Every year, NUI Galway staff and students promote the visibility and inclusion of the LGBT+ community through Rainbow Week – a celebratory week of events organised by the college’s LGBT+ student society, GigSoc – but a range of new initiatives have made this year’s celebrations a particular triumph.
Last Wednesday, as part of Rainbow Week, GigSoc held the first Pride March through NUI Galway campus. The parade, attended by a large crowd of students and staff, began at the Alice Perry Engineering Building and made its way to the Bailey Allen Hall, where a gathering was held and speeches made.
“We are incredibly happy with the turnout today,” said Oissine Moore, the co-auditor of GigSoc. Moore was especially grateful for the presence of staff at this student-run event, and added, “It’s amazing to see staff getting involved in the Pride March as it makes people feel that little bit safer knowing that staff are willing to march with us and support us.”
Rainbow Week also provided the NUI Galway LGBT+ Staff Network with an opportunity to launch its LGBT+ Ally Programme, a member-based initiative encouraging staff to express their support for LGBT+ colleagues and students. Staff who sign up to be allies are provided with resources and visible symbols of their support for the LGBT+ community.
Dr Chris Noone, a lecturer at the School of Psychology and Chair of the NUI Galway LGBT+ Staff Network, said: “The LGBT+ Ally Programme makes visible the support that exists at NUI Galway for students and staff who are members of the LGBT+ community. It shows that this is a welcoming place for people of all sexual and gender identities and that there is a community to connect with on our campus.”

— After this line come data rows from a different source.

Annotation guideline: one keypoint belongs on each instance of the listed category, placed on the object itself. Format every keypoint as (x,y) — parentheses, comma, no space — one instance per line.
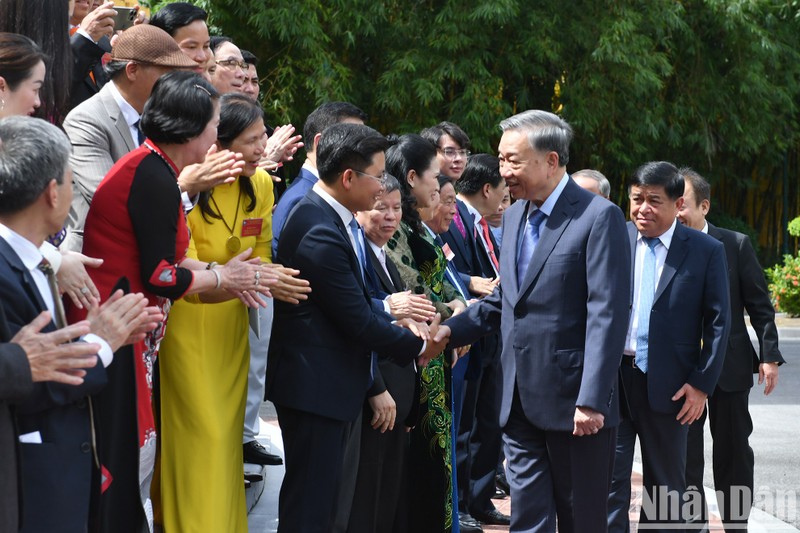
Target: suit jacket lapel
(675,256)
(386,283)
(508,254)
(337,220)
(556,223)
(26,280)
(115,114)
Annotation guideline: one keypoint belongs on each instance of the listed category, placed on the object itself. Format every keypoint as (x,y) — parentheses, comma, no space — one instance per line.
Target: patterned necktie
(647,291)
(489,246)
(139,133)
(529,240)
(355,229)
(460,224)
(58,305)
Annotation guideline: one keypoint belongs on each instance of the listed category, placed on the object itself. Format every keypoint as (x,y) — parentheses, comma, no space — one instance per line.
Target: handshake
(436,337)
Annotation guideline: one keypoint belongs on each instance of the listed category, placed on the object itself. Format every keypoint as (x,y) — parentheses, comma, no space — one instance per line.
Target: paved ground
(775,441)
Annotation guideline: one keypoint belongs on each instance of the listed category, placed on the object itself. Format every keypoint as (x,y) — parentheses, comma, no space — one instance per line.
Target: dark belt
(629,360)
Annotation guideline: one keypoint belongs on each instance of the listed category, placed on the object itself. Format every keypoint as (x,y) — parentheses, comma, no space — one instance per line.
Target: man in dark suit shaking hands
(731,424)
(562,310)
(320,359)
(674,348)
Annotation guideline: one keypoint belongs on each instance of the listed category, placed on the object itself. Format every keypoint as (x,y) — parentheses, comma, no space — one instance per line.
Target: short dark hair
(346,145)
(33,152)
(702,190)
(179,108)
(480,170)
(175,16)
(237,112)
(326,115)
(659,174)
(409,152)
(217,41)
(435,134)
(249,57)
(18,56)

As well as organising their college’s first Pride March, GigSoc marked the occasion with the publication of its first book. The Queer Book is an anthology of writing, artwork and photography made by and for the queer community, whose launch raised over €430 for Teach Solais LGBT+ Resource Centre.

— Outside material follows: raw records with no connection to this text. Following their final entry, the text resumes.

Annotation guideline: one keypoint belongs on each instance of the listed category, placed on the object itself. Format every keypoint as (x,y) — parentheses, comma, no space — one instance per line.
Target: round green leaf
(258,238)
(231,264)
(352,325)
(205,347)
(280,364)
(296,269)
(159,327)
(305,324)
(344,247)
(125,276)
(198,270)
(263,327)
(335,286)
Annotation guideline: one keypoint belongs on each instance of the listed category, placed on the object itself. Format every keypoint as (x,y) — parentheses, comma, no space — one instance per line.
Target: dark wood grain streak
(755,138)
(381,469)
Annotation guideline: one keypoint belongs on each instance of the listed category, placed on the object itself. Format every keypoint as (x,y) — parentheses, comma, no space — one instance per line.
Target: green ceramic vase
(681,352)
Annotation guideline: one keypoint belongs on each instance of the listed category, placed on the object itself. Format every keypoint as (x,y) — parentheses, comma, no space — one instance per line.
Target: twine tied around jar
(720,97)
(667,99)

GigSoc has also recently launched the ‘T fund,’ sponsored by the Office of the Vice-President for Equality, Diversity and Inclusion. This project recognises the extra financial burden faced by transgender and non-binary students by providing funding to students of NUI Galway for financial costs related to social transition – covering, for instance, the costs of deed polls, gender-affirming clothing or accessories, makeup and binders.

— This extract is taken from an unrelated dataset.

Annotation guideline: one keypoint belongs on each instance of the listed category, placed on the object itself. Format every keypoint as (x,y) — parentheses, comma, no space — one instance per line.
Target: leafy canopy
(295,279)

These moves by NUI Galway continue a wave of support for LGBT+ students and college staff seen around the country – universities such as University College Cork have also recently launched allies schemes and other supportive measures. With LGBT+ students in many of Ireland’s schools and colleges still stigmatised and uncomfortable in their environments, it’s to be hoped that our less inclusive places of education will follow these inspiring examples.